CREDIT: U.S. News & World Report
The results should be taken with a grain of salt. As U.S. News noted, each study used a different methodology to come up with their numbers. “There’s no standardized way of doing it that everyone can agree to,” Garry George, the renewable energy director for Audubon California, told the magazine.
In addition, some of the research used is outdated, and does not take into account that renewable power stands to increase in the United States. For example, the study used to estimate bird deaths from United States wind power was from 2009, and wind power has increased substantially in the United States since then. According to the American Wind Energy Association, total installed wind capacity in the U.S. was approximately 35,000 megawatts — a number that has increased to about 61,000 for 2014. Those numbers stand to increase as well, as more than 12,000 megawatts of wind capacity were currently under construction at the end of 2013, according to AWEA.

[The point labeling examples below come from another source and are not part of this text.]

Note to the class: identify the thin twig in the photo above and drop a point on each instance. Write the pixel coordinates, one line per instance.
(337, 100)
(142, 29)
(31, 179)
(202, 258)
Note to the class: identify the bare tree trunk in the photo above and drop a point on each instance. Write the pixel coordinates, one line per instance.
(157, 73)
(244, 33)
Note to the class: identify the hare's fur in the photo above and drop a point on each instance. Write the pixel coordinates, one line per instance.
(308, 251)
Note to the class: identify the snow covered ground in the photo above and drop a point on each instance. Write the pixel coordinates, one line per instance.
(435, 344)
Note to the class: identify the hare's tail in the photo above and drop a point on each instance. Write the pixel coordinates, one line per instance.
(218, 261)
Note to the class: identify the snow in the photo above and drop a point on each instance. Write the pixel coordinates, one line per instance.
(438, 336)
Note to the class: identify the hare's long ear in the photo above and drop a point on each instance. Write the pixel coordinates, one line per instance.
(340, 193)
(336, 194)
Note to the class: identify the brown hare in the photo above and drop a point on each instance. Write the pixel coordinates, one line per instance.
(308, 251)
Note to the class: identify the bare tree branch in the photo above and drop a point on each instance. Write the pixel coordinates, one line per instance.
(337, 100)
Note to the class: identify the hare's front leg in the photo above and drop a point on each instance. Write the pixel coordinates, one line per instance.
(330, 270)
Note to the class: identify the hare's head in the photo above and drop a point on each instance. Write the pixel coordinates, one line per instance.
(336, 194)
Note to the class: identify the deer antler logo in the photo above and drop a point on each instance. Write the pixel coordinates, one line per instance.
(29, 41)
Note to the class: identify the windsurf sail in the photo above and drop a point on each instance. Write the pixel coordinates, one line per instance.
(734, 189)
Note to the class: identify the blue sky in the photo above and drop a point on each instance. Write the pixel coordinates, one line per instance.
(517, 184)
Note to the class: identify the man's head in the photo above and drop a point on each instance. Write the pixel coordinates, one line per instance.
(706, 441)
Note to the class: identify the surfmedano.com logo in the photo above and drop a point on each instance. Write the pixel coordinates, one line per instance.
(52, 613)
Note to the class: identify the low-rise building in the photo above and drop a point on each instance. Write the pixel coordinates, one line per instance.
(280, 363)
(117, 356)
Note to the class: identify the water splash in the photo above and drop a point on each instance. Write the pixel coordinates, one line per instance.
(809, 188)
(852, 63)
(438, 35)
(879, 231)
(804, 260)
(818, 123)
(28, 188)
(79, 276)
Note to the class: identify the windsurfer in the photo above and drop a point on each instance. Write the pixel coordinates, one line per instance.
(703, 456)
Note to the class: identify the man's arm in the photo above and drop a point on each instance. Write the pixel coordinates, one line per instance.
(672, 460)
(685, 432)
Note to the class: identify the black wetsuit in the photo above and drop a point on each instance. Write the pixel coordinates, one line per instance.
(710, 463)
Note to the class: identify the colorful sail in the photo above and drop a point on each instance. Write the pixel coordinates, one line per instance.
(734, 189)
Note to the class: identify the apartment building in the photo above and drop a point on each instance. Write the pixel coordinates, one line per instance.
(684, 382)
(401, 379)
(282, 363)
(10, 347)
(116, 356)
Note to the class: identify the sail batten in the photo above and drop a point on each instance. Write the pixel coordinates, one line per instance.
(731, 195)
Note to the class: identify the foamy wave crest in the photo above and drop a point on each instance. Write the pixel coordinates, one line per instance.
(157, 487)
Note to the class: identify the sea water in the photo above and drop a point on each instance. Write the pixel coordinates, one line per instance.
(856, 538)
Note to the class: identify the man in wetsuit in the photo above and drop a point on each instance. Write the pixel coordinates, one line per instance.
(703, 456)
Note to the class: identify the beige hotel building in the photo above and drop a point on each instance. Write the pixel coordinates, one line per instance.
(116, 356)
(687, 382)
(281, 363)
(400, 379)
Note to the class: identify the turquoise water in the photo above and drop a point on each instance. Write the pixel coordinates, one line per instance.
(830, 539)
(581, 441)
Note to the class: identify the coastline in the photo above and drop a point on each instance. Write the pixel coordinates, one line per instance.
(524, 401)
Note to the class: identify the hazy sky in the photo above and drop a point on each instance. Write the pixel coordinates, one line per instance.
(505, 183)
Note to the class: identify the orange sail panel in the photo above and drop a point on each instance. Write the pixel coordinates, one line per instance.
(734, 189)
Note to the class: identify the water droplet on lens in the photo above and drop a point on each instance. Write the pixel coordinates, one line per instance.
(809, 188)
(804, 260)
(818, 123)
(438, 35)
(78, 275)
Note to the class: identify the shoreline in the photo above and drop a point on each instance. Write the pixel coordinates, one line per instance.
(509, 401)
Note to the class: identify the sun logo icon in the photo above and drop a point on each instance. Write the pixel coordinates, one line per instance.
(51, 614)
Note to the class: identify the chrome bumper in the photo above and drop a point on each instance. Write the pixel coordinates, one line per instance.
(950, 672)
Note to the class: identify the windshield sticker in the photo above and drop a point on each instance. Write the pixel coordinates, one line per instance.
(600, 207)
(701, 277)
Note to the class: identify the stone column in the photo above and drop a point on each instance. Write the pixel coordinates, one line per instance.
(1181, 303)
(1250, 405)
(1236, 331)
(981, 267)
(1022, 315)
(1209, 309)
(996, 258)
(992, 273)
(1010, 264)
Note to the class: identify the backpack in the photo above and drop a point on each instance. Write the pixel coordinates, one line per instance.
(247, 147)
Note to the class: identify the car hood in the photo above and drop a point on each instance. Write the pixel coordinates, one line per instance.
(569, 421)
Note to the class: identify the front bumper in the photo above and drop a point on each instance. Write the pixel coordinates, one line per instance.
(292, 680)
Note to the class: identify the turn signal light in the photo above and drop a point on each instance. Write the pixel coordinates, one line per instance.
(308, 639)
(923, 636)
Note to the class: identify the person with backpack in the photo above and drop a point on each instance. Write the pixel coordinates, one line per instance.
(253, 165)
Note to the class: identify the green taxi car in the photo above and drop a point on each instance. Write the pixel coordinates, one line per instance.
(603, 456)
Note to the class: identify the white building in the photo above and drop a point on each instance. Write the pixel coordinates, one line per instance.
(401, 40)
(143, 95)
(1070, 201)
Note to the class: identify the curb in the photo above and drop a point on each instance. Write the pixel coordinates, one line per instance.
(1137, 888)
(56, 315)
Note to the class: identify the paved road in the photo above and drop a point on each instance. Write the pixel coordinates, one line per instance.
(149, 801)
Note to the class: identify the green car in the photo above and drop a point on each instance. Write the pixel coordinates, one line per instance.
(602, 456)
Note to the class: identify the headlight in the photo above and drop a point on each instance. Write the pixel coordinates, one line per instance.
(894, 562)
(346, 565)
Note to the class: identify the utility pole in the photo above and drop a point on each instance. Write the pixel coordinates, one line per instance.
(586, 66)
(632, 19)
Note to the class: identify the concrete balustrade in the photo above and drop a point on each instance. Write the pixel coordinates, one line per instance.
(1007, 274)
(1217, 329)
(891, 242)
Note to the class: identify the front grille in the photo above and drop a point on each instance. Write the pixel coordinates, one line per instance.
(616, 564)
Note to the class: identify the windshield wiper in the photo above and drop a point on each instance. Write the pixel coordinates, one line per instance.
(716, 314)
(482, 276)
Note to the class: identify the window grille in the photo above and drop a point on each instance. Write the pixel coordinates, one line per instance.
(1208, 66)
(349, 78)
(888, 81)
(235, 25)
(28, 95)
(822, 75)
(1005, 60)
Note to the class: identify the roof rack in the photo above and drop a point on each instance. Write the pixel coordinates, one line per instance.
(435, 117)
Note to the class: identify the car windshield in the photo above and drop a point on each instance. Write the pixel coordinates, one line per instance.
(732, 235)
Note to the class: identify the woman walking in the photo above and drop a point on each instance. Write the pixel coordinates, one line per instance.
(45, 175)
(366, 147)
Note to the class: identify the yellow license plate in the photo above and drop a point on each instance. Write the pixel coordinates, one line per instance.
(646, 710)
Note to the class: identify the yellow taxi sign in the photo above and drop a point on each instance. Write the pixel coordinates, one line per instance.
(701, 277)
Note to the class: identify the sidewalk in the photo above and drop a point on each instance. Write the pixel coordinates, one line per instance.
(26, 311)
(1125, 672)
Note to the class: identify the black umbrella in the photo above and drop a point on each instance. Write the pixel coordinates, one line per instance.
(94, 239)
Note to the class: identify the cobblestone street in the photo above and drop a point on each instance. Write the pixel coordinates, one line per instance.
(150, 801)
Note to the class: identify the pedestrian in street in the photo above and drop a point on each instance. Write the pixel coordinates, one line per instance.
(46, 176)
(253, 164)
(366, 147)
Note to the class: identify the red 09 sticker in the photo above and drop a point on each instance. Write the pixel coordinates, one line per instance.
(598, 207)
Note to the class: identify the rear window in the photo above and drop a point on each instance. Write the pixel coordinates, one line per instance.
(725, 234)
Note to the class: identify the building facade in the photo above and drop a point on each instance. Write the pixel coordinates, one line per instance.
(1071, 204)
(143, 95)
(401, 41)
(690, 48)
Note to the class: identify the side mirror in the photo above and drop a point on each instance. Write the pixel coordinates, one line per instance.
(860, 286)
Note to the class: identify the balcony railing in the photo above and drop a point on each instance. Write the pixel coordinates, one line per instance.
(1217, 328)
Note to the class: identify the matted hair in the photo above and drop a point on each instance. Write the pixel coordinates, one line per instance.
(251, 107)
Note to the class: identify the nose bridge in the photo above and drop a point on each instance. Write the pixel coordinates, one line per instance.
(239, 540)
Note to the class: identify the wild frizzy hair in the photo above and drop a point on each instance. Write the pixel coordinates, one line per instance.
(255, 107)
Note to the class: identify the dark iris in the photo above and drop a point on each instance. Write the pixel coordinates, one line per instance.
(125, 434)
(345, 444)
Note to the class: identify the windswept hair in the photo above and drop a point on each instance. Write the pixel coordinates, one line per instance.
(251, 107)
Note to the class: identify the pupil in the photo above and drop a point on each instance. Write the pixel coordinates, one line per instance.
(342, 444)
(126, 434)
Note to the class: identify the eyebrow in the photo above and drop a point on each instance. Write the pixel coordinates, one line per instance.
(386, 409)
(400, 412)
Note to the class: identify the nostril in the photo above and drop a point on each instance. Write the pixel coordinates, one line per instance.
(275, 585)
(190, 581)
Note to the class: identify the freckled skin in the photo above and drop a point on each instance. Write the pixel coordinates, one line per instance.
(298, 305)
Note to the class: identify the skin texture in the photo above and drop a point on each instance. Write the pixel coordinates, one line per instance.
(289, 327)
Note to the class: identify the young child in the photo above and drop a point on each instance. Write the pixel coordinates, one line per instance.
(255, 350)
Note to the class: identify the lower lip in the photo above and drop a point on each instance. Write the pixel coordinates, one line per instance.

The research also varies by source. Both the low and high estimates of wind power bird deaths came from a peer-reviewed study in the journal Biological Conservation, and was essentially a round-up of all available data peer-reviewed studies on the matter done by other scientists. For oil and gas, both the low and high estimates came from a Bureau of Land Management memo from 2012.
The low estimate for bird deaths from solar power comes from the solar company BrightSource, which was recently accused by the Center for Biological Diversity of operating a solar farm that kills as many as 28,000 birds a year. The high estimate comes from the Center for Biological Diversity, whose estimate is just from that one solar farm in California. Bird deaths from solar farms have been estimated to be relatively low, though — a U.S. Fish and Wildlife study earlier this year found only 233 bird deaths at three different solar farms in California over the course of two years.
As for coal, those bird death numbers came from a peer-reviewed study in the journal Renewable Energy. That estimate had a more sweeping methodology, though, with the study’s author including everything from coal mining to production — and bird deaths from climate change that coal emissions produce. Together, that amounted to about five birds per gigawatt-hour of energy produced by coal, almost 8 million per year.
Either way, U.S. News notes that none of these numbers hold a candle to cats, which are estimated to kill 1.4 to 3.7 billion birds every year.